Where will you be buried? Many people have already decided on their final resting place, and lots of those also have some ideas about how they want their funeral service to proceed as well. Planning ahead is a very good idea; it lifts some of that burden from your loved one's shoulders and ensures that your wishes will be followed. When it comes time to state your wishes, however, your will may not be the best place to do so.
You cannot absolutely depend on your will being located or read prior to your burial and funeral. For example, if you leave your will in a bank safety deposit box you are relying on the bank being open in time to retrieve it and follow your burial instructions. Rather than using your will as a means to communicate your burial wishes, do so in a separate and easily located document. To take that a step further, consider making the arrangements with the funeral home directly with a prepaid plan.
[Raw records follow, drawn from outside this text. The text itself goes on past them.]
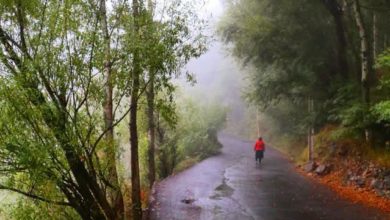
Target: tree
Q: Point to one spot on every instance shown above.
(116, 198)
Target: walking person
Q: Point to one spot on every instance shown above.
(259, 149)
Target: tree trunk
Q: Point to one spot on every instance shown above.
(151, 130)
(364, 54)
(150, 94)
(374, 36)
(135, 175)
(336, 10)
(114, 195)
(365, 59)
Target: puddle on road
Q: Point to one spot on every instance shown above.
(223, 190)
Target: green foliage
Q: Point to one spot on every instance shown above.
(294, 52)
(381, 111)
(194, 136)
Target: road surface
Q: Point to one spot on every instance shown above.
(231, 186)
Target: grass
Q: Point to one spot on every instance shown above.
(186, 163)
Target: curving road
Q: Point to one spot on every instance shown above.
(231, 186)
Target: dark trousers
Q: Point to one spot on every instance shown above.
(259, 155)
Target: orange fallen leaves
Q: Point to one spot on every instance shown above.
(355, 194)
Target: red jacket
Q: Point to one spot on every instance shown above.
(259, 145)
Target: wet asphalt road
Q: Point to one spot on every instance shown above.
(231, 186)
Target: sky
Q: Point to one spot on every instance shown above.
(215, 71)
(219, 78)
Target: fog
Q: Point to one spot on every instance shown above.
(219, 79)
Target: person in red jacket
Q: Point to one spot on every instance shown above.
(259, 148)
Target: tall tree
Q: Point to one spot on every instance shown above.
(337, 11)
(133, 129)
(115, 194)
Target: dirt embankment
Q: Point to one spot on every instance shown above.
(359, 180)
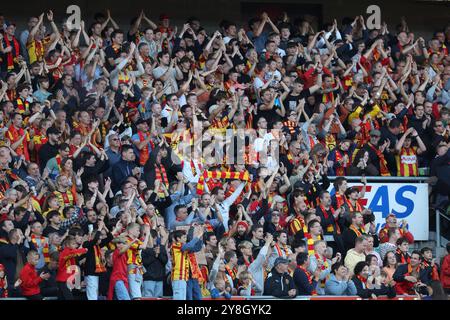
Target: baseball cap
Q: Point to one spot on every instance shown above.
(141, 121)
(243, 223)
(280, 260)
(350, 190)
(291, 44)
(120, 239)
(239, 86)
(9, 23)
(53, 130)
(278, 198)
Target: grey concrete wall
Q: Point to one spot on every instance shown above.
(422, 17)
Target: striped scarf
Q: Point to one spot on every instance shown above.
(244, 176)
(308, 275)
(358, 231)
(161, 175)
(323, 268)
(43, 244)
(99, 264)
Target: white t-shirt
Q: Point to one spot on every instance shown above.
(170, 85)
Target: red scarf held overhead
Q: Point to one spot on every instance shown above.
(99, 265)
(12, 55)
(231, 272)
(161, 175)
(403, 259)
(330, 228)
(285, 250)
(341, 170)
(358, 232)
(44, 244)
(352, 208)
(384, 171)
(144, 153)
(362, 279)
(308, 275)
(340, 200)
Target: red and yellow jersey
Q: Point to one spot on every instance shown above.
(14, 135)
(180, 262)
(22, 106)
(134, 252)
(65, 198)
(36, 49)
(297, 224)
(407, 164)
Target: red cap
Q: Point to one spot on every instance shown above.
(239, 86)
(243, 223)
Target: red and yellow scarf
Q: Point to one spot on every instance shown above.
(43, 244)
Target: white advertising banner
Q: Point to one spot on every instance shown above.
(407, 201)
You want to leave a bequest, but with conditions. It's not uncommon for people to add comments, directions or conditions to bequests, but you should think carefully before you do so and consult closely with your estate planning attorney. For example, you may want to leave money to your granddaughter, but you want her to use it to pay for her educational expenses and nothing else. In some instances, your conditional bequest may be invalid, which could cause your will be to held up in probate. Instead, keep your will simple and communicate your desires directly with your loved ones before your death.
You want to provide for your beloved pet. Pets are really a part of the family, but unfortunately, the law sees pets differently. For the sake of the will, you must consider your pet part of your property instead of leaving the property for the pet. You cannot, for example, leave money to your pet to ensure its continuing care, but you can leave money (and the pet) to a trusted person who will care for it as their own.